Dr. Howard: For a long time there was no compensation for physicians from Medicare for the telephone management of a home TPN patient, despite the huge time commitment it took. This led to some improper physician management fees from providers. Fortunately that has been cleaned up, and now there is a modest reimbursement mechanism from Medicare for physicians managing patients in the home. If the physician component can be handled separately, couldn’t the nursing component? Many of the long term patients are extraordinarily independent. Wouldn’t it be in their interest to preserve some of their benefits, saving the nursing payment for when they need it?
AP: Certainly there are people on the therapy who do not need all of the services I was describing, at least not all of the time. This is an area that cries out for some “unbundling.” If we had a separate nursing component, the program could save money on patients who don’t need some services and focus their resources on patients who do. Nursing services could be spelled out separately, and provided for patients when the attending physician deems them necessary.
Dr. Mark DeLegge (Gastroenterologist): As a physician in private practice, there are many difficulties. Any work I do in home care is barely reimbursed by Medicare. There is a code for obtaining reimbursement for home care which provides most physicians in the range of $50 to $60/month.
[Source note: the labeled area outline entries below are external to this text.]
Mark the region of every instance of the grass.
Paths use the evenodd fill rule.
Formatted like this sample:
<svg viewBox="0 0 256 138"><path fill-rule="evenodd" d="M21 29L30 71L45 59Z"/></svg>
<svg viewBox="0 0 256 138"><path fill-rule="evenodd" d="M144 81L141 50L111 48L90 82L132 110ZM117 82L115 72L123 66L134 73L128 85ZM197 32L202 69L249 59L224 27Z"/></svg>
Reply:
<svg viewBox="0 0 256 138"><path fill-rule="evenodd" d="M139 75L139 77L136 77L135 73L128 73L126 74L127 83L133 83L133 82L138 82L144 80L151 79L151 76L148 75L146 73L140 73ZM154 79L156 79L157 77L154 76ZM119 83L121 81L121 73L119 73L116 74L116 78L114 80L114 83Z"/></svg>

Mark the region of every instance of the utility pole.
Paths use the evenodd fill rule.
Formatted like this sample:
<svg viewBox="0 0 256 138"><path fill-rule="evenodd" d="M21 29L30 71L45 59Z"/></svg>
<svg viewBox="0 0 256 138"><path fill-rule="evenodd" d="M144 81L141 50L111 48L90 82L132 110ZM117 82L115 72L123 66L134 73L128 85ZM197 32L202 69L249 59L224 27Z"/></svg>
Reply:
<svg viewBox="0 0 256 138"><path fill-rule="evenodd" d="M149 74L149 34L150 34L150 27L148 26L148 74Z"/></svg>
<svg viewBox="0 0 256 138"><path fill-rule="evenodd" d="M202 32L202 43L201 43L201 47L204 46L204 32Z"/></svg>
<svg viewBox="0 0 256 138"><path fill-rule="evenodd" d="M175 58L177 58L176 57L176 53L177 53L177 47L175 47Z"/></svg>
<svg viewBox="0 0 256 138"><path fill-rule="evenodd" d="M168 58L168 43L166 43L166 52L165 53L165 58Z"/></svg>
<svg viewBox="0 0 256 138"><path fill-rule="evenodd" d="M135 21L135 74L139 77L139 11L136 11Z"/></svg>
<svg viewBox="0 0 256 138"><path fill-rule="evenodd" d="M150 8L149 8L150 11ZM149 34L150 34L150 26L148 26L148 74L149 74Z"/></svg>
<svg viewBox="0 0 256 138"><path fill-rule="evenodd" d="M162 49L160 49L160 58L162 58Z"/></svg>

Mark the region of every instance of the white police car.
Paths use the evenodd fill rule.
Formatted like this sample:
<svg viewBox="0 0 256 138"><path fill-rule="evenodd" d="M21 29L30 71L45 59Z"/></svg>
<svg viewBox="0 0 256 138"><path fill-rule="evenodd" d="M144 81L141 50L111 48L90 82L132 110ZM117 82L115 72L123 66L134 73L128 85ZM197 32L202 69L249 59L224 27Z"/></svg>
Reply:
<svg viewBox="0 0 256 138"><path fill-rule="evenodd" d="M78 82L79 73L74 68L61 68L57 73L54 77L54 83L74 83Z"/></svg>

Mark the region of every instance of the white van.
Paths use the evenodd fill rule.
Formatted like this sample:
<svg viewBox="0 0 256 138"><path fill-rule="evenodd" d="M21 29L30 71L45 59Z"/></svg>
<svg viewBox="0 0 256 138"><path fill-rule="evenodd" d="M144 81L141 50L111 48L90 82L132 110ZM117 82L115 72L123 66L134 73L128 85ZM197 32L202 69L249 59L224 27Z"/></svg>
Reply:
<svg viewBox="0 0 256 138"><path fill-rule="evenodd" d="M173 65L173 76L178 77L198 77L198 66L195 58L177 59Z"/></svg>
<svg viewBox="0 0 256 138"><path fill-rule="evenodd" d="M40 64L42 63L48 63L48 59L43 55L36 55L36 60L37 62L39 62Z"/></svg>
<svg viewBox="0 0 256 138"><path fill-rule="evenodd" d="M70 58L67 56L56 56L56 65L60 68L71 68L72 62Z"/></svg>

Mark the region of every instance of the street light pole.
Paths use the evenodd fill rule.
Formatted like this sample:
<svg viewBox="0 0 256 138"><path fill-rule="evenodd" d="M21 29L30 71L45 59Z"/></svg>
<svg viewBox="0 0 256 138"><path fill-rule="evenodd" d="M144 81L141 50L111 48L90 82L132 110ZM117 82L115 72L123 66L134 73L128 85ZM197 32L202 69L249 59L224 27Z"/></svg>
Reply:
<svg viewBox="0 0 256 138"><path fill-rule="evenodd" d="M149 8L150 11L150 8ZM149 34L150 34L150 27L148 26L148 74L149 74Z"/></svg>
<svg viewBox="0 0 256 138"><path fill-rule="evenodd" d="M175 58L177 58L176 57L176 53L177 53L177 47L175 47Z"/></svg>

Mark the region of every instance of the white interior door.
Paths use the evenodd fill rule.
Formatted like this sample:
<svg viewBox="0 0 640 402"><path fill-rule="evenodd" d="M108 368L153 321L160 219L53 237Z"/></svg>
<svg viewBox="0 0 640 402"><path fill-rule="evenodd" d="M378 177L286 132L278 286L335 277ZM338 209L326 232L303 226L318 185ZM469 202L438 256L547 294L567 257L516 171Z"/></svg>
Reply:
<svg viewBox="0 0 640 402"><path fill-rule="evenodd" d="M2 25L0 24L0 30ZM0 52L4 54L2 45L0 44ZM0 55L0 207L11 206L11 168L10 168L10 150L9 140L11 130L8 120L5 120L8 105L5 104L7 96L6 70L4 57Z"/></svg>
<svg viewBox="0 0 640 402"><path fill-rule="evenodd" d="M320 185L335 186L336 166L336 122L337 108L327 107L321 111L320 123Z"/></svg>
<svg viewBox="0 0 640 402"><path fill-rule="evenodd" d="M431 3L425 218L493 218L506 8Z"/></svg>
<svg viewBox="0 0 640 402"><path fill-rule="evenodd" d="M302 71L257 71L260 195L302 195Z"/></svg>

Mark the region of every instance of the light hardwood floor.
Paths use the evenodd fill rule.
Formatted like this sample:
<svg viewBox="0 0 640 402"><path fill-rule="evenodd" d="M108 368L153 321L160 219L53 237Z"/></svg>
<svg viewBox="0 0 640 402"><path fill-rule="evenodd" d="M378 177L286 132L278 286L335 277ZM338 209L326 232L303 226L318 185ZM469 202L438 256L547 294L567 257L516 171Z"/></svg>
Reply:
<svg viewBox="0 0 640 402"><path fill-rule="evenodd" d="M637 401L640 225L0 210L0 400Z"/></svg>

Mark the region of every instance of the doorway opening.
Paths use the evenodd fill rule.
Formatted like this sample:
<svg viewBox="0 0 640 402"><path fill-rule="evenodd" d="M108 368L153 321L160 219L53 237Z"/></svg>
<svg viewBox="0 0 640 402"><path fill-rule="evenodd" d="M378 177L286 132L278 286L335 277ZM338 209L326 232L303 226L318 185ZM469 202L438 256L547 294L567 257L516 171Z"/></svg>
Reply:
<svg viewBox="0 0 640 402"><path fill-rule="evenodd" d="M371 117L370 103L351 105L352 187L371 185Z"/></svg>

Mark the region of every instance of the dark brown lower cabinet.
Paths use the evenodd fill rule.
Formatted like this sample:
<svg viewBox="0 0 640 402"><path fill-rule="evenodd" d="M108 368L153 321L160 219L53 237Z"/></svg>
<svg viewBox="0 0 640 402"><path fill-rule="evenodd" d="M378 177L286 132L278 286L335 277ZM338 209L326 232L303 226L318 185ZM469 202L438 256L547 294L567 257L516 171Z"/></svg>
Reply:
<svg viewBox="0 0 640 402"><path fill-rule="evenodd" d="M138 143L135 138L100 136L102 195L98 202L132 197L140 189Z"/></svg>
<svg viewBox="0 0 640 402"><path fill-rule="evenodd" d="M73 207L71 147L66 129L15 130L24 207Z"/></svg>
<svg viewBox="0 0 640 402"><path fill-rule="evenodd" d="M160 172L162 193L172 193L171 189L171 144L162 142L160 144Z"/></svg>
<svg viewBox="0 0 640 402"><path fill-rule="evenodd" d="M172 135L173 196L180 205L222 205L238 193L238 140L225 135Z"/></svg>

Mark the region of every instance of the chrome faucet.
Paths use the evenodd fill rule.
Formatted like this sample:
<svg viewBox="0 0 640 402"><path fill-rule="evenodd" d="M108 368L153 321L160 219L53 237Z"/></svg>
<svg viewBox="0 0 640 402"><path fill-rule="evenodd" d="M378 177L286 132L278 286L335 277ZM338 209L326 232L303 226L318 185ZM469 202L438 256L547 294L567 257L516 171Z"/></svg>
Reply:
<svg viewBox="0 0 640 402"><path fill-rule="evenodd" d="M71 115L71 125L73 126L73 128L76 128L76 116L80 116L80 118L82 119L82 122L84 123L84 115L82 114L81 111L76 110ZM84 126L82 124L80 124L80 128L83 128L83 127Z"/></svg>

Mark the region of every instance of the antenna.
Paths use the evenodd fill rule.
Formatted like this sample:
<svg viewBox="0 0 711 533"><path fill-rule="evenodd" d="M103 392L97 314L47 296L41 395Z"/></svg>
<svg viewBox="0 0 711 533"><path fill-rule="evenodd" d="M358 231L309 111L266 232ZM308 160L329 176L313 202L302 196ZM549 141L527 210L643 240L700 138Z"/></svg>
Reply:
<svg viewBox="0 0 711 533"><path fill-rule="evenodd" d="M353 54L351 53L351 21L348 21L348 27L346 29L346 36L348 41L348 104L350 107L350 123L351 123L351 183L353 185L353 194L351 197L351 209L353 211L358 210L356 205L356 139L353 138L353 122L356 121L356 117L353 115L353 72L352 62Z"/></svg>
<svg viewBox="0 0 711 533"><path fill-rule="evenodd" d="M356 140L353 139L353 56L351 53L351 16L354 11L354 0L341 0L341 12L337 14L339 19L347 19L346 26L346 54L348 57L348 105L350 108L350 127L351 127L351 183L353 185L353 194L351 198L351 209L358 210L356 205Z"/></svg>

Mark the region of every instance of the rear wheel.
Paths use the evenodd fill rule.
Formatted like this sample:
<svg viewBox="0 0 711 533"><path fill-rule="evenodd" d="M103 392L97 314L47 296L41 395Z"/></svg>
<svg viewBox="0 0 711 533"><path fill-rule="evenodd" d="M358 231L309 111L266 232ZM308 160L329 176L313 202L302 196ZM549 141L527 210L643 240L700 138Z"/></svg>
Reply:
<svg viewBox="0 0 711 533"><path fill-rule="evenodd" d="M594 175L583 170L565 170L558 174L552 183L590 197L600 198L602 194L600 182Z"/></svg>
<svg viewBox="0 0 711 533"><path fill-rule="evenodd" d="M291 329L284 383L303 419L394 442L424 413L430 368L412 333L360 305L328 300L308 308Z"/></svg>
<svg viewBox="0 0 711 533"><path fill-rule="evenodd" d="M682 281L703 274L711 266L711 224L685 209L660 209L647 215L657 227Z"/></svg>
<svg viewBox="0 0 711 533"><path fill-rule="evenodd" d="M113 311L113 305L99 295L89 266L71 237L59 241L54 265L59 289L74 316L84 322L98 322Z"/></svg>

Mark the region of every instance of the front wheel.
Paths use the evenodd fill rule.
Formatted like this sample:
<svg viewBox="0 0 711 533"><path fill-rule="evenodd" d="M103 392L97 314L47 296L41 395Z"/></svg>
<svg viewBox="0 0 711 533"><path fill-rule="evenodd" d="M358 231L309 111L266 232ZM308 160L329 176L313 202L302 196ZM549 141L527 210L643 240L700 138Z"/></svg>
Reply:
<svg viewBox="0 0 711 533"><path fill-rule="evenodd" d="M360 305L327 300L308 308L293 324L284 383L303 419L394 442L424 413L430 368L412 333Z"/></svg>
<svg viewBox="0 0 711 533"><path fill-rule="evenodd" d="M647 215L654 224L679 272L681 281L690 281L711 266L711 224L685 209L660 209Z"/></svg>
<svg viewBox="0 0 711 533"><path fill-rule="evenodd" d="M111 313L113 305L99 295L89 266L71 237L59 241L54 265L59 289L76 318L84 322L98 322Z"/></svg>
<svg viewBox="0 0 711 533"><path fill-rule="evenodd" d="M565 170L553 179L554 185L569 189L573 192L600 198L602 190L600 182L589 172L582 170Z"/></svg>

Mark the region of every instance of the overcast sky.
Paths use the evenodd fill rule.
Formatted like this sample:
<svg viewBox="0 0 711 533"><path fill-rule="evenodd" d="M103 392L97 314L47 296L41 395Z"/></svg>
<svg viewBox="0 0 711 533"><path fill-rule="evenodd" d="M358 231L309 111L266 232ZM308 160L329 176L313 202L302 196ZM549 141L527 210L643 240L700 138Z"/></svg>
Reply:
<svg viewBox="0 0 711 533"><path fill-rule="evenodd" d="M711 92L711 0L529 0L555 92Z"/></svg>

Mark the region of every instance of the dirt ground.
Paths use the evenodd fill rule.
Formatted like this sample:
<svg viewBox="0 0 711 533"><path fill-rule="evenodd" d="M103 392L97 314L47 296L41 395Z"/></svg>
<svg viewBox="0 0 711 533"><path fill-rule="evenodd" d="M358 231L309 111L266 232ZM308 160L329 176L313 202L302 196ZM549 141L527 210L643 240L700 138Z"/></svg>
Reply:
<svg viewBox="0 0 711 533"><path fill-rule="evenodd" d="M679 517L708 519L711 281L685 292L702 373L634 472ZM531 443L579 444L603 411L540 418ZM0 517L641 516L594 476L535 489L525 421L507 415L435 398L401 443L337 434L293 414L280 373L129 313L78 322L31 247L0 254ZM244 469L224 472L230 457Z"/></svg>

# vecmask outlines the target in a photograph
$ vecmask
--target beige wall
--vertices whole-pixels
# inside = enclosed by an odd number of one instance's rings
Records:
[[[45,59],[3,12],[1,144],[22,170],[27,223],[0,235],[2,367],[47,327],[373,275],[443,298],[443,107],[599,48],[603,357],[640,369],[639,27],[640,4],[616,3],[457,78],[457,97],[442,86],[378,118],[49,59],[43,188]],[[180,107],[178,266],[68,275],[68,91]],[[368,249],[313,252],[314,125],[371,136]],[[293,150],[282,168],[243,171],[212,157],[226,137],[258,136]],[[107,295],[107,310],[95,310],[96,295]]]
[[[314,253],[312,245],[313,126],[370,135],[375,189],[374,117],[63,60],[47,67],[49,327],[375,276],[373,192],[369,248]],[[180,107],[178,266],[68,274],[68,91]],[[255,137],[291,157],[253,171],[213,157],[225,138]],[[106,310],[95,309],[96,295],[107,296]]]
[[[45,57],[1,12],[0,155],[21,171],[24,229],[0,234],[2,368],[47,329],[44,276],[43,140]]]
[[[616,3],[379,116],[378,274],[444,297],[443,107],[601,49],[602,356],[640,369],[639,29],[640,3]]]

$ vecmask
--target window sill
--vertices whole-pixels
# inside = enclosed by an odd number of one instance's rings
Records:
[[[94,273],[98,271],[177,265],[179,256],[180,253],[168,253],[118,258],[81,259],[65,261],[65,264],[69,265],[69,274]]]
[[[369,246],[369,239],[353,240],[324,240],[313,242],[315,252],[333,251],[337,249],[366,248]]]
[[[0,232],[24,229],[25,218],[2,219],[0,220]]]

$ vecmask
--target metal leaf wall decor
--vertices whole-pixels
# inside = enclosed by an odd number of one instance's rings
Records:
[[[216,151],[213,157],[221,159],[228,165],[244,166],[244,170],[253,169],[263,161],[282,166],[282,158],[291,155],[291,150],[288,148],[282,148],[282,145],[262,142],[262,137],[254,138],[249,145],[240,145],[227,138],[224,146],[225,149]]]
However it takes an enormous amount of paperwork and if you are audited and found in error, you are liable for triple the damages.
As a gastroenterologist, a number of my patients who should have homePEN, do not require it for 90 days, nor can I say that it is a permanent malfunction, which Medicare requires in order to pay for the therapy.
In my practice we have found that patients being serviced by the low-ball bidders who win the HMO contracts and provide almost no patient education or care, are the patients with the most difficulties, the most complications.
Steve Swensen (Oley President, Parent of HomePEN Consumer): With these last few comments we have shifted focus. As a consumer group, aren’t our interests best served not by concerning ourselves with reimbursement issues either for physicians or providers, but as you say with what is actually involved in this therapy, what services and goods consumers need to make this thing happen effectively and safely?
AP: That’s correct. Consumers have a lot of credibility and the way to keep that credibility is to focus on issues that are within your area of concern and experience. Namely, what parts of the therapy are important, what you need to have and issues of patient care consequences. Focusing on that helps complete a very big part of this puzzle. It also gives the issue some real vibrancy; otherwise it looks as if it’s just some suppliers and manufacturers not happy with reimbursement.